College Students Say Ditching Their Smartphones For A Week Changed Their Lives
It’s old school in Jacob Dannenberg’s dorm room – with an alarm clock to wake him.
Handwritten notes remind him of an actual wristwatch to keep track of time…
No it wasn’t 1999, it was an Adelphi University course called “Life Unplugged.” where students did the unthinkable one week ago – handed over their smartphones.
“I’m freaking out, I could probably cry right now,” one student said.
It was a bold experiment to recognize today’s compulsive relationships with ever present devices.

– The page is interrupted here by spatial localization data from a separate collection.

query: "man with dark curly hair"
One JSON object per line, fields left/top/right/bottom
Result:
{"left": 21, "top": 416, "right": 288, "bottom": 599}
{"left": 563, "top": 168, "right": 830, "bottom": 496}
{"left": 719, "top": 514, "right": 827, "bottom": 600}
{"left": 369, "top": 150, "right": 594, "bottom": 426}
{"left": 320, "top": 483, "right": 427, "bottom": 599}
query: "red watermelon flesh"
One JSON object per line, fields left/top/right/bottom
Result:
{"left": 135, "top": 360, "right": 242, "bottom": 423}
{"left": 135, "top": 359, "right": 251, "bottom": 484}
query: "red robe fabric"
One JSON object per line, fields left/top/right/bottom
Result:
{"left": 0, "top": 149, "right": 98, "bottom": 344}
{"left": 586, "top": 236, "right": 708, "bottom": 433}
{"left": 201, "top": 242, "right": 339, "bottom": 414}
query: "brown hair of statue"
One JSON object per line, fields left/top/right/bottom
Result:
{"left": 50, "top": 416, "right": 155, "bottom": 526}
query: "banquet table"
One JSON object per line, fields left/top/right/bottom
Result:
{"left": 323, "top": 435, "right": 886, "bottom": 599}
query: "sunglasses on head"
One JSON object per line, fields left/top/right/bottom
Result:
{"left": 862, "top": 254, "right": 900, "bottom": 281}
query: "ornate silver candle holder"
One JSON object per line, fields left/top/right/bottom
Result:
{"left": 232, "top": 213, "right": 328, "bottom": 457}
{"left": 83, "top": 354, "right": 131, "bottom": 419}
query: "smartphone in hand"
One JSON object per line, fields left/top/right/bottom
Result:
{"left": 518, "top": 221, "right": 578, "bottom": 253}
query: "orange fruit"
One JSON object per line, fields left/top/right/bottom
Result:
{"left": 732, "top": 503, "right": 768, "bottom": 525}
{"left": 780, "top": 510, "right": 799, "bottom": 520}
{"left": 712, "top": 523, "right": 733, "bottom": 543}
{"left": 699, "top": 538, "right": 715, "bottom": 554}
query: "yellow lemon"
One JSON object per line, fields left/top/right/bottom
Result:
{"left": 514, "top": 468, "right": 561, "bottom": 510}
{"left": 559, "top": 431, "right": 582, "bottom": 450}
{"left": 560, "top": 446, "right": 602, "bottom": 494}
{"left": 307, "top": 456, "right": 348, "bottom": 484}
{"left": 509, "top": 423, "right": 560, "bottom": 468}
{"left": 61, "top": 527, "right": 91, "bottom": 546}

Seven days later, “who’s excited they’re getting their phones back today?” Professor Donna Freitas asked.
Gone were the nerves and the shakes.
“Everything is perfect right now. I’m having a lot better relationships… it’s a stress free environment no pressure about social media,” Jacob Dannenberg said.
“I think it’s really refreshing and relaxing… I was able to fall asleep a lot easier,” student Adrianna Cigliano.
They managed to find their way, even without GPS for a week.
“I just had to take the same route everywhere,” one student joked.
They were also more productive.
“Doing homework was 100 percent easier. I got it done faster, I was in the zone,” Cigliano said.
Prof. Freitas says it’s important for everyone to assess their addiction.
“Are the conveniences worth it because the drawback are pretty significant,” Freitas said.
“The face that no one can focus, that my students can’t sleep… They feel bad about themselves because of social media, the list goes on and on.”
The sweet reunions went sour quickly as endless notifications piled up.
“Oh my God this is so bad!… I just want to shut it off now!” the Adelphi class said.
Students say they’re not quite breaking up with their phones, but promise the relationship will change.
“I want to keep that balance and figure out the healthy relationship that we deserve to have with our phones,” Cigliano added.
“My screen time is definitely going to go down and I’m going start to appreciate my surroundings more because usually I’m looking at my screen all the time,” Ashley Castillero said.
Students told CBS2 they look forward to living more in the moment, with their heads up more often, notifications off, and the “do not disturb” on.
Students were allowed to use a desktop computer or laptop during the experiment. They also made emergency communication plans with family.